Mi Jowo

Bla
Chapter #16

Mission Impossible

“Jadi, kau mau mengambil bangunan yang kita lihat hari Minggu kemarin?” tanya Dimas sambil menyuapkan sesendok nasi goreng ke mulutnya.

Aku mengangguk. “Ya, hari Sabtu nanti kau ada waktu?”

Dimas tersenyum riang. “Ya, tentu.”

Bagus, pikirku.

Aku tidak suka membayangkan Adam terus-menerus meremehkanku seperti tadi, meski hanya beberapa detik. Kalau aku tidak segera membuka bisnisku sendiri, aku tidak akan bisa membuktikan diriku padanya.

Dengan uang tabungan yang aku miliki, maka itu cukup untuk membeli perabotan dan peralatan masak yang dibutuhkan.

Beruntungnya kami, bangunan itu memang bekas restoran sehingga ada beberapa perabotan yang bisa kami gunakan kembali.

Bisnis ini harus bisa berjalan lancar, jika tidak, maka hancurlah hidupku. Bagaimana aku bisa menghadapi Adam jika gagal?

Aku tidak mau membayangkannya. Sekarang yang ada di pikiranku adalah menjadi pengusaha muda yang sukses yang mampu menyaingi Adam.

“Berarti Sabtu ya? Ayo kita kerjakan semaksimal mungkin,” kata Dimas dengan nada semangat.

Entah bagaimana aku tertawa melihat semangatnya yang menggebu-gebu. “Kau tidak kesal padaku, kan?” aku penasaran. Dia sendiri pasti bertanya-tanya, sebegitu putus asanya aku ingin kembali dengan Adam.

“Tidak.”

“Tolong beritahu aku ya jika aku membuatmu kesal.”

Dimas tertawa. “Tidak, justru aku sangat kagum dengan dirimu yang sangat ambisius ini. Aku kagum dengan mimpimu dan dirimu yang pantang menyerah.”

“Ah,” desahku.

Lagi-lagi Dimas tertawa. “Tenang saja.” Dia mengangkat bahu. “Aku senang kok.”

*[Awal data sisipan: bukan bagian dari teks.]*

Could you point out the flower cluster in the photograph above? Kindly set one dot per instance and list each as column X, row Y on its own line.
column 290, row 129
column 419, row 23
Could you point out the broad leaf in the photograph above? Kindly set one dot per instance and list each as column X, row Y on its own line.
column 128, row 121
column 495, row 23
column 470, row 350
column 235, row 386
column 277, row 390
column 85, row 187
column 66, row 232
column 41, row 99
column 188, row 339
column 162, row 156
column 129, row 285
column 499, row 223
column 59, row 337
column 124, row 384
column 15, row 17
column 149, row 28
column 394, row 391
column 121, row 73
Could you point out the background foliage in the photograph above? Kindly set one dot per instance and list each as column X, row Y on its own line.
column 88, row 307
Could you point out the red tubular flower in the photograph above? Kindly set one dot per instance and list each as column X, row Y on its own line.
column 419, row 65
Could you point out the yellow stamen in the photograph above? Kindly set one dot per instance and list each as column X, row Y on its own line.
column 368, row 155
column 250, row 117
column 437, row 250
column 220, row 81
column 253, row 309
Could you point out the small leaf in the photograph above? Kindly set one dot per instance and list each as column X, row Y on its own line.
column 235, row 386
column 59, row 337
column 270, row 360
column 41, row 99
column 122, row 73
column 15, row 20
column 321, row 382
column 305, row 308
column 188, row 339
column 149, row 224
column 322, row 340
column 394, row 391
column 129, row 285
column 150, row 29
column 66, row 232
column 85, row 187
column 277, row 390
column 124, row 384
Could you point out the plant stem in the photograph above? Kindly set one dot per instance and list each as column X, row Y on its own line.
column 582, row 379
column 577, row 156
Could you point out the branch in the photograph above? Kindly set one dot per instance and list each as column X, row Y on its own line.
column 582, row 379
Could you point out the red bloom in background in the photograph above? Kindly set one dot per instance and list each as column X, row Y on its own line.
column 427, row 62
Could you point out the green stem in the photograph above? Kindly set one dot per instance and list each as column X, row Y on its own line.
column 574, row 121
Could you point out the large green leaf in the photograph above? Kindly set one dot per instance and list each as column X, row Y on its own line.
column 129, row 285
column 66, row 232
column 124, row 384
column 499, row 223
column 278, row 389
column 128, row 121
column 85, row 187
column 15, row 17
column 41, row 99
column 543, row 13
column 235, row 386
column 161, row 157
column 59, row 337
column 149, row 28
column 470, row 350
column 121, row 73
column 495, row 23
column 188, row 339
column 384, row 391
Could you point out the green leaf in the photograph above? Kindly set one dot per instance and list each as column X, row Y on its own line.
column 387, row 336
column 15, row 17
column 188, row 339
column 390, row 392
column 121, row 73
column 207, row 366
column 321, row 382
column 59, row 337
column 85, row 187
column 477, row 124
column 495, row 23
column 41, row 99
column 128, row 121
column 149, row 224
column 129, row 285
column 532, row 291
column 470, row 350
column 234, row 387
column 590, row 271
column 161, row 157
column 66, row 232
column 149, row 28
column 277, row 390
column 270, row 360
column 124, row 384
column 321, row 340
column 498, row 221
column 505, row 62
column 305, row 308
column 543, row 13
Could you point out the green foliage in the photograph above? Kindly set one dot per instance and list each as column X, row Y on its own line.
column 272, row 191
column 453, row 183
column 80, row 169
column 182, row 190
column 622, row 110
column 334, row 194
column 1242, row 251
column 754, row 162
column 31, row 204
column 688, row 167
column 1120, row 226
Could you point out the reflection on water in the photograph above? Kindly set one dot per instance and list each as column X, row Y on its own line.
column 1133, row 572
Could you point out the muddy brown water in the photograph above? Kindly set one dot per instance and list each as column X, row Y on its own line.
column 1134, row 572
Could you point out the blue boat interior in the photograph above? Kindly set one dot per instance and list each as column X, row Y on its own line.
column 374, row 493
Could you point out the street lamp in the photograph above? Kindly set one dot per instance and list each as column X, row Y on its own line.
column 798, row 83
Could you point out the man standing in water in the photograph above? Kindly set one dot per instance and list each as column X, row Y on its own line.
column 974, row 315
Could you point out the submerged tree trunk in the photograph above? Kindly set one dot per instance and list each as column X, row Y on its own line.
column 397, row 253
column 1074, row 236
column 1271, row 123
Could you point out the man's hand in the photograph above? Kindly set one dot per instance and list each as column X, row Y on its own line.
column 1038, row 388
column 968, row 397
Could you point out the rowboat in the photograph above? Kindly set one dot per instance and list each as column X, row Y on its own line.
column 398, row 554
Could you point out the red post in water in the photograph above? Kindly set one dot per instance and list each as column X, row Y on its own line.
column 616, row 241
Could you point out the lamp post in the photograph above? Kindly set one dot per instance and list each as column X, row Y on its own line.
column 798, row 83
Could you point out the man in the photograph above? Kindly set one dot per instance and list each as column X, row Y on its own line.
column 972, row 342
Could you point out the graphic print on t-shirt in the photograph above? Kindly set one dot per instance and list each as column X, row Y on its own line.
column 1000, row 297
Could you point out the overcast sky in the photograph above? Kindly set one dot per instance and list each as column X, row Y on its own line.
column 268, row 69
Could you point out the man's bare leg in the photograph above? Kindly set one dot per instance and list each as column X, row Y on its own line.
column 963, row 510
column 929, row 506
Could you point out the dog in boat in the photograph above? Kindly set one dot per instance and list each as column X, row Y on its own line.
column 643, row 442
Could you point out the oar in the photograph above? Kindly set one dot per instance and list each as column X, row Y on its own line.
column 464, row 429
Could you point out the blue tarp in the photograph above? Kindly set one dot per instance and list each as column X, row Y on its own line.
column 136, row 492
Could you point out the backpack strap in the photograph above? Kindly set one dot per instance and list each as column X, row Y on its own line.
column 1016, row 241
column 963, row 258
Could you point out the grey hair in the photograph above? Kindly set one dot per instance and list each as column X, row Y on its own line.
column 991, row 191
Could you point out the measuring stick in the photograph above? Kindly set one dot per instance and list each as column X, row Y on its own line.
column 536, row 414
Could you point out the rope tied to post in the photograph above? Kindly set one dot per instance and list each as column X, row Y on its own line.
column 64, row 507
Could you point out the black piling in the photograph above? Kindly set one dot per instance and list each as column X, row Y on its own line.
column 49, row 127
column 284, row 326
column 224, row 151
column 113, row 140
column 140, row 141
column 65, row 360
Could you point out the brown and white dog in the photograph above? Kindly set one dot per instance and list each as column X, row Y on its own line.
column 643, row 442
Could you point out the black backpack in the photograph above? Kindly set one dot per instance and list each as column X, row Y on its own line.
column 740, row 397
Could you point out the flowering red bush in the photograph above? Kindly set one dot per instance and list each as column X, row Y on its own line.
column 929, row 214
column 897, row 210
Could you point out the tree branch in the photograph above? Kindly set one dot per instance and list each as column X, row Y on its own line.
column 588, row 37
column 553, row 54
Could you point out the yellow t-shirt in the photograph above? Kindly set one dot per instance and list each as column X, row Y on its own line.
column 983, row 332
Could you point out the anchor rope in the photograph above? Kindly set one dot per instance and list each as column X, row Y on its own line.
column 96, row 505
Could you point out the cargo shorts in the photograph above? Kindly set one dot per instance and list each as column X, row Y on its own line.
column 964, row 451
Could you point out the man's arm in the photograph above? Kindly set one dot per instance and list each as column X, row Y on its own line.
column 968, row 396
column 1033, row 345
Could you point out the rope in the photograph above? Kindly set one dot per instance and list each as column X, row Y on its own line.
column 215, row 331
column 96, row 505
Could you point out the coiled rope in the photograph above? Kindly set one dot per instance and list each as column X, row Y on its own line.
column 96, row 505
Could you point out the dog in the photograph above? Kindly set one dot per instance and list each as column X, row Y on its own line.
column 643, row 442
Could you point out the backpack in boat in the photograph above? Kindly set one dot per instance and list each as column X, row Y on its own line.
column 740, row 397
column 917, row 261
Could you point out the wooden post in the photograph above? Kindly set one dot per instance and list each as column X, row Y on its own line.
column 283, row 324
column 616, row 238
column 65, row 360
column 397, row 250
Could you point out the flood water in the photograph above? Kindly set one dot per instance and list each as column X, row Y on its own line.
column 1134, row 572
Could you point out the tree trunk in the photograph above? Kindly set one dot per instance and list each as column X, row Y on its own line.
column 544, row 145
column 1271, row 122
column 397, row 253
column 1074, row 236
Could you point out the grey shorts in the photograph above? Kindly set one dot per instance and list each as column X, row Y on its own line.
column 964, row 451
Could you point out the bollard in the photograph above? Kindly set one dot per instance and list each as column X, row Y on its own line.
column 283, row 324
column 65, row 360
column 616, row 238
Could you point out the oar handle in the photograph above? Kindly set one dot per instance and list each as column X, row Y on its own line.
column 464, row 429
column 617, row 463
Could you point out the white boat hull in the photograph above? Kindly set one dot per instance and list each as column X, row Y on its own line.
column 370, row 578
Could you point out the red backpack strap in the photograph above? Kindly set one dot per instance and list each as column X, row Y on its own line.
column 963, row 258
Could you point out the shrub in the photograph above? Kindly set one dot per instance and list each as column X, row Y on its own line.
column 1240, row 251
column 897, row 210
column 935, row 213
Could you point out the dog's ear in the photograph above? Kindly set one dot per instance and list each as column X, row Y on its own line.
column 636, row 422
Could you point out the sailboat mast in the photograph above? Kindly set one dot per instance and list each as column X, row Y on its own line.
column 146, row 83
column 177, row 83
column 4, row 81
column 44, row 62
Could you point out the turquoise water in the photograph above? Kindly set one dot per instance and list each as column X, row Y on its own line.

Aku mengerutkan keningku. “Kau tidak boleh lupa dengan tugas kuliahmu.”

“Boleh juga nih kalau kita membuat tugas bersama.” Dimas mengernyit dan aku bertanya-tanya dalam hati berapa banyak tugas yang sudah lalai dia kerjakan agar bisa merintis bisnis ini yang belum juga mulai.

“Benar,” aku sependapat. “Kita bisa sambil mengerjakan tugas juga.”

“Mengerjakan tugas seminggu sekali?” usulnya. “Elizabeth pasti setuju juga, bukan?”

“Mungkin lebih baik dua kali,” aku menyarankan, membayangkan setumpuk tugas yang baru saja diberikan hari ini.

Dimas menghembuskan napas berat. Lalu dia bangkit dan menghampiri salah satu kios dan membeli dua kaleng soda. Saat dia duduk lagi, dia menyodorkan satu kaleng padaku yang sudah dibuka.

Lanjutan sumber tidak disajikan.